第273話 師匠!!
ラピスがフェビルと握手を交わしていた頃、執務室の扉の前にいたカトレアは、小さく息を吐くと緊張の面持ちで扉を開けた。
すると、主より先に部屋に入っていた人物が振り返る。
「おかえりなさいませ、カトレア様」
「っ!」
部屋に入ってきたカトレアを見て、深々と頭を下げるテオ。
主に仕える小間使いとして毎日している所作に、カトレアは胸が締め付けられる。
(帝国に行く前だったら、さして気にしなかった光景。でも、今は……記憶が戻った今なら)
『おはようございます。カトレア様』
『えぇ、おはようテオ。今日もよろしく』
脳裏に蘇る彼との何気ないやり取り。
その何気ない会話が、今のカトレアに強い罪悪感を掻き立たせる。
「カトレア様?」
テオが小首を傾げると、強く拳を握ったカトレアの目が潤む。
『君の師匠がどこにいるか分かっているよね?』
(分かっていますよ、マーザス様。だからもういいですよね?)
マーザスの言葉に背中を押されたカトレアは、少しだけ逸る気持ちを抑えて後ろ手に扉を閉める。
そして……
「カトレア様、一体どうされ……っ!?」
ドサッ!
扉を閉めたその瞬間、カトレアは困った様子のテオに向かって思い切り抱き着いてきた。
「カ、カトレア様!? 急にどうしたのですか!?」
主に抱き着かれて、感情を表に出さないテオが狼狽える。
そんな彼の声を聞いて、カトレアは抑えてきた気持ちが涙として溢れ出る。
(婚約者以外の男性に抱き着くなんて、はしたいなことこの上ないだから、彼が狼狽えるのは仕方ない。でも帝国から戻った私が、真っ先に会いたかったのはルベル団長ではなくこの方だった)
「カトレア、本当にどうし……」
「ロスペル師匠!!」
「っ!?」
その瞬間、自分からカトレアを引き離そうと、目の前にある華奢な両肩に両手を乗せたテオの動きが止まった。
「なっ、何を言って……」
「やっと、やっと会えました! 師匠!!」
「っ!」
(本当に、本当に思い出したというのか)
「……師匠とは、一体誰のことですか?」
カトレアを引き離すことを諦めたテオは、力なく手を下ろすと突き放すように冷たい声で問い質す。

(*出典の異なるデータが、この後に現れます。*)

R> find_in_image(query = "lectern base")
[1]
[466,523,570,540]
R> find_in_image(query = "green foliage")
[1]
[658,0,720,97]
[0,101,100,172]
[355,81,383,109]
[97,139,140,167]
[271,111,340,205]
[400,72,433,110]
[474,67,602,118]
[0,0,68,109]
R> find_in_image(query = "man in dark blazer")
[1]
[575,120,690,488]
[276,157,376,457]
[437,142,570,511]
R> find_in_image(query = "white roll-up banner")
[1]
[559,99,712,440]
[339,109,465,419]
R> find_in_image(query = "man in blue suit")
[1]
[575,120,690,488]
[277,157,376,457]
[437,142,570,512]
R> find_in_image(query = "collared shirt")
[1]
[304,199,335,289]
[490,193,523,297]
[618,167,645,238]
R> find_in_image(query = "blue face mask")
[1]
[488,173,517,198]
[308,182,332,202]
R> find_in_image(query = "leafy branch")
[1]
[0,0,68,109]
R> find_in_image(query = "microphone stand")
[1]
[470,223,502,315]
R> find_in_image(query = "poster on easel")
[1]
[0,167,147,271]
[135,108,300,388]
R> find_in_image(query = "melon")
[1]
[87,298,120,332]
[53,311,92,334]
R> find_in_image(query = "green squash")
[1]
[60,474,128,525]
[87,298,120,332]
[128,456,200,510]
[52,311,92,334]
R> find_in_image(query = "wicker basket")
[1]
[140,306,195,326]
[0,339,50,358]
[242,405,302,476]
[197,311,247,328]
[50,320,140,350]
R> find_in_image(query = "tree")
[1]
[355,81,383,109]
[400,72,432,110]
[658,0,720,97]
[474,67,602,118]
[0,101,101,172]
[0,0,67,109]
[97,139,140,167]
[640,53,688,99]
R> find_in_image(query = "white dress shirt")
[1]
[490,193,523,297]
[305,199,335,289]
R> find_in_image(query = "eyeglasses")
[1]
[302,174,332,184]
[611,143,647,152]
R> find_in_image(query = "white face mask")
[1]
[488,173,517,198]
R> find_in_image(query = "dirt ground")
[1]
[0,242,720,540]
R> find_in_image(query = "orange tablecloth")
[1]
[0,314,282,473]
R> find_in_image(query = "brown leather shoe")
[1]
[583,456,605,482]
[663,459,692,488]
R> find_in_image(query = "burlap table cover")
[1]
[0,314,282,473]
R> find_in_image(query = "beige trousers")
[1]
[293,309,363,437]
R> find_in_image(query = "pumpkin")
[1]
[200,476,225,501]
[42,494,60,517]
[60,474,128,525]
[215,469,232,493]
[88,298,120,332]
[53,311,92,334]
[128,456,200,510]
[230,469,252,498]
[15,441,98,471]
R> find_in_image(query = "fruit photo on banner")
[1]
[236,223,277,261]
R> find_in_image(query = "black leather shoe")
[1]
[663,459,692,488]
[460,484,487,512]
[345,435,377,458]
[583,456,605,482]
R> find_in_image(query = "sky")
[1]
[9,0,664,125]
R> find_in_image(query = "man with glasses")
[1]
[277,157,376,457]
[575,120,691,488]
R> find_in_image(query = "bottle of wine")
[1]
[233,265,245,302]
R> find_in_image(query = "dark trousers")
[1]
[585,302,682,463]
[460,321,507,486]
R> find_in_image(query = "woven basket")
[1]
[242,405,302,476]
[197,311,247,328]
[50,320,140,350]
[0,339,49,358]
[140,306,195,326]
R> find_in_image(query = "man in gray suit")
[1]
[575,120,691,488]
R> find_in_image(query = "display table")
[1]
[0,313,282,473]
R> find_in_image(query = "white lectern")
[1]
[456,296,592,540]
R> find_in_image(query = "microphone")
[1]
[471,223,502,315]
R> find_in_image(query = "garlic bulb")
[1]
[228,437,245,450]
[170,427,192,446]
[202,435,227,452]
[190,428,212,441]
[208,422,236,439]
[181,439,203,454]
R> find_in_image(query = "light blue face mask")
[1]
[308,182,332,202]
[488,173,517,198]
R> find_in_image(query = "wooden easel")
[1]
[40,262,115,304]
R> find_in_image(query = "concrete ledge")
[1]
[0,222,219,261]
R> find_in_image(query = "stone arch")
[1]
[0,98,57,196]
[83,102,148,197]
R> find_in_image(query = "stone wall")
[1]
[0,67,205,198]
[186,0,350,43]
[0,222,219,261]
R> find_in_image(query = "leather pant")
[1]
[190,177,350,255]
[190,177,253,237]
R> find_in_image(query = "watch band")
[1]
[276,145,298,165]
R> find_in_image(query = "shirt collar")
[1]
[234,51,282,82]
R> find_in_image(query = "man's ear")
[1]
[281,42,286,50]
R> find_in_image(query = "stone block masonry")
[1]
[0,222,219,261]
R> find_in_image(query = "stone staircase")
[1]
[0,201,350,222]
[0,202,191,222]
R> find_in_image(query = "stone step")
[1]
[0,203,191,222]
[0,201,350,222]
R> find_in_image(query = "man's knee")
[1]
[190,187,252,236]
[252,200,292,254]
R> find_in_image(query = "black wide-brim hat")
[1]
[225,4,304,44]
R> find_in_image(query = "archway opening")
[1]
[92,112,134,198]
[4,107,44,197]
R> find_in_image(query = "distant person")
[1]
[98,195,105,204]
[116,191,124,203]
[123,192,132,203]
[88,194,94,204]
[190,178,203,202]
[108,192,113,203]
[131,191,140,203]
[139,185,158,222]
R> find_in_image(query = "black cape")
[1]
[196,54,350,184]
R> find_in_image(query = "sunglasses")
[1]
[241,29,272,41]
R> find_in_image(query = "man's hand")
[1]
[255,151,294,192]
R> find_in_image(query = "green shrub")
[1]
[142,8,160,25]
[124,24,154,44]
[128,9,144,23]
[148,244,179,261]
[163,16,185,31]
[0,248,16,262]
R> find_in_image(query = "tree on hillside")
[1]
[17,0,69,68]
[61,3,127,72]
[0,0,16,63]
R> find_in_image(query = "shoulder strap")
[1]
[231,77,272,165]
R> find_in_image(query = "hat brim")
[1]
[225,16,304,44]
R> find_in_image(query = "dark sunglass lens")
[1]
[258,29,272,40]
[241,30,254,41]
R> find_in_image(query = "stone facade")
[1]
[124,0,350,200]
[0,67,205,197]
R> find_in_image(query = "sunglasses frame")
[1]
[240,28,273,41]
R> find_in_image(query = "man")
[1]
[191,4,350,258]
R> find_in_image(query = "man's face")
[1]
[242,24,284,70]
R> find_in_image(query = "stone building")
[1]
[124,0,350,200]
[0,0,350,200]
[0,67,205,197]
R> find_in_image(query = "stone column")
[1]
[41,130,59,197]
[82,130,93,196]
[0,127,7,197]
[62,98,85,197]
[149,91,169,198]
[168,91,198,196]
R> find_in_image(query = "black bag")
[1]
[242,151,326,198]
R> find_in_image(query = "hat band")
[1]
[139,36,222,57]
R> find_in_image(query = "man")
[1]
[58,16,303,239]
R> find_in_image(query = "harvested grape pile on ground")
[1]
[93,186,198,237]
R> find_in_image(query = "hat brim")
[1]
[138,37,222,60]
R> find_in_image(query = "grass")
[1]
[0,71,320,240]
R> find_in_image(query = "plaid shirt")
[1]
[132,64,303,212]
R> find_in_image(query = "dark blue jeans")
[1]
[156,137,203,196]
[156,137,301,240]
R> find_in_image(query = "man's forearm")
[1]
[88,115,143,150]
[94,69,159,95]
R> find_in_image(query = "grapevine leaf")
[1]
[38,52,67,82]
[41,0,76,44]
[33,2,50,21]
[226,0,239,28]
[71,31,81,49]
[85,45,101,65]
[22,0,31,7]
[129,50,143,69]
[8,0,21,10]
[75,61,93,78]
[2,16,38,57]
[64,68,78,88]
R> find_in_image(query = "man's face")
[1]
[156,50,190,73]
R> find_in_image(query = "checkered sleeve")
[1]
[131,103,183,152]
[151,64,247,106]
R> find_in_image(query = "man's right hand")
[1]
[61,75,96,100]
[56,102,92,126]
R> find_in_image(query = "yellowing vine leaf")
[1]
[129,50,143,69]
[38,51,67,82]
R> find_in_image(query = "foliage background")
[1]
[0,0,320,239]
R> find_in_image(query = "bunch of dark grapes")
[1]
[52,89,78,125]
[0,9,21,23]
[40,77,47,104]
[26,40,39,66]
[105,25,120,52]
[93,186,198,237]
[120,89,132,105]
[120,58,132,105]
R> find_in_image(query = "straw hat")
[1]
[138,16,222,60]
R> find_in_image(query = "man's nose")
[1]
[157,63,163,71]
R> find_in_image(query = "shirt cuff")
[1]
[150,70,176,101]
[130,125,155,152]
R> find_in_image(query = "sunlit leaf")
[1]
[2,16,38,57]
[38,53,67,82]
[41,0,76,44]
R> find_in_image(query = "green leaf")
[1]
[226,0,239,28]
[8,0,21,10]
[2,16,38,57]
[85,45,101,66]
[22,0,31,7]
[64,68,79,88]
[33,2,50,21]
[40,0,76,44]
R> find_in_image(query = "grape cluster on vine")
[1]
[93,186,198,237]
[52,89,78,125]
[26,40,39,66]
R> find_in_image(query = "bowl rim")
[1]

その声に、懐かしさを覚えたカトレアは黒いローブを握りながら小さく笑みを零す。
(あぁ、懐かしい。師匠の冷たく突き放す言い方。この言い方に泣き虫な私は何度も心が折れそうになった。でも、私は知っている。その冷たさの中に不器用な優しさがあることを。だから私は、『稀代の天才魔法師』と呼ばれる師匠の弟子であり続けられた)

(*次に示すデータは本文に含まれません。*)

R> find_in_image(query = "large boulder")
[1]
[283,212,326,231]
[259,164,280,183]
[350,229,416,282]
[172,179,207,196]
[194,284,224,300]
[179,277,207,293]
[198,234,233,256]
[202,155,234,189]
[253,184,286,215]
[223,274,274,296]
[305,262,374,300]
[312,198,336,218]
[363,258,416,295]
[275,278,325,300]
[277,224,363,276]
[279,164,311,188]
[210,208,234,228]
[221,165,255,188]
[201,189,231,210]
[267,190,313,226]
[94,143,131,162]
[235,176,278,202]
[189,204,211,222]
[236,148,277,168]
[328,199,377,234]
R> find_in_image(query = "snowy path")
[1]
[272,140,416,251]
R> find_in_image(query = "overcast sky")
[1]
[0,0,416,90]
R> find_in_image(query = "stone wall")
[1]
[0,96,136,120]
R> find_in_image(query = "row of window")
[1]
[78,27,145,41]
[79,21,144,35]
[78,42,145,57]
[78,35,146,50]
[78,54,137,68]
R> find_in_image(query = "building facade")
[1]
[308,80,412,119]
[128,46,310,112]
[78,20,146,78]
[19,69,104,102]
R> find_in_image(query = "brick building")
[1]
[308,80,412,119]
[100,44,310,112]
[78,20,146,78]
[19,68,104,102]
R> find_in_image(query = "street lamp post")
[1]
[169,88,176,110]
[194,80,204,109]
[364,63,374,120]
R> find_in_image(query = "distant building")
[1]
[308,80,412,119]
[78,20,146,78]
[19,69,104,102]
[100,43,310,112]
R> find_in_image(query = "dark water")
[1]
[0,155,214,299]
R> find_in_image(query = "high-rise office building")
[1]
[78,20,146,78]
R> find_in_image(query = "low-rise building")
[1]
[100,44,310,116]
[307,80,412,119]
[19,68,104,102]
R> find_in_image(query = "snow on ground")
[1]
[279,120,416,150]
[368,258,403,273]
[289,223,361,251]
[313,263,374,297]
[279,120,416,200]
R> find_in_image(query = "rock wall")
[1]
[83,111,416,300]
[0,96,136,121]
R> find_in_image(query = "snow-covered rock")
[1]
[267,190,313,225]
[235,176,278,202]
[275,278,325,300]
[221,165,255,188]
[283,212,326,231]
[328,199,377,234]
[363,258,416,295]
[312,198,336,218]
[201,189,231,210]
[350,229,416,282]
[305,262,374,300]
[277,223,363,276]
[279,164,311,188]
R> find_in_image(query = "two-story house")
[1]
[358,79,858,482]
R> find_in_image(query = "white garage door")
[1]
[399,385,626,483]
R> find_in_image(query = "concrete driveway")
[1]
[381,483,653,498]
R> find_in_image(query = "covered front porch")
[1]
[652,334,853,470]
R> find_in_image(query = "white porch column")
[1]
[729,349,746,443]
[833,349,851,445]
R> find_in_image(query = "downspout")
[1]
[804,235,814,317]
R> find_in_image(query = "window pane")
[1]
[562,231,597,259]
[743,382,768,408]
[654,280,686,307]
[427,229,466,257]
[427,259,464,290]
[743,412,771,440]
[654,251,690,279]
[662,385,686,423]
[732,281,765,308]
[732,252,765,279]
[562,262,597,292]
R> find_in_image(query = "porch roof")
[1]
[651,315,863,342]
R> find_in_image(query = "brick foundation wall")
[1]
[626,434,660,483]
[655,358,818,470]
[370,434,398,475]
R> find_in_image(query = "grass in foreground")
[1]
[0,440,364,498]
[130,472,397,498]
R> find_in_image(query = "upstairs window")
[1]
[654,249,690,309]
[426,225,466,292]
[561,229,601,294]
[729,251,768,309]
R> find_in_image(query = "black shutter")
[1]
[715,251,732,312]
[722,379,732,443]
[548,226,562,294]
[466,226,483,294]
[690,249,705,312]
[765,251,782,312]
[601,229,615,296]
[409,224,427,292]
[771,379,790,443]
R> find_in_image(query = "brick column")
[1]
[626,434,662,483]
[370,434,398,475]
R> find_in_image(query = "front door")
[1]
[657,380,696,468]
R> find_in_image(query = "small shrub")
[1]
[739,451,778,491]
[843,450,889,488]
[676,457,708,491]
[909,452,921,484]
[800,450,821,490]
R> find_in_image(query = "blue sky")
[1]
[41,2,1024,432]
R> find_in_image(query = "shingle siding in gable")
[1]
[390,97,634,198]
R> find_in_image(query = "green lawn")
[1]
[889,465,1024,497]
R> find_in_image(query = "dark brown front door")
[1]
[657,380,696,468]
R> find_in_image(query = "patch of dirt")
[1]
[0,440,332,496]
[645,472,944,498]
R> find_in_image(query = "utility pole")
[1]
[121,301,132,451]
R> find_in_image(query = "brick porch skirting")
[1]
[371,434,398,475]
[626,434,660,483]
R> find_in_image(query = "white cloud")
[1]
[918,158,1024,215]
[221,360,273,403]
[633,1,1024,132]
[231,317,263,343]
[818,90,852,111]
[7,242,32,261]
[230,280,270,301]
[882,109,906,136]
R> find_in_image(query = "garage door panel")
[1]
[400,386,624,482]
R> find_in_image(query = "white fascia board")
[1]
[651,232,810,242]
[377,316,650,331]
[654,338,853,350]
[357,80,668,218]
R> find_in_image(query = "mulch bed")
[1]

握っているローブに力を入れたカトレアは、ゆっくりと顔を上げると満面の笑みで口を開く。
「あなたは私の師匠……ペトロート王国副団長であり『稀代の天才魔法師』であるロスペル・サザランス様ですよね?」
「…………」
黙ったまま微動だにしないテオに、カトレアは記憶を思い出した時に抱いた思いを爆発させる。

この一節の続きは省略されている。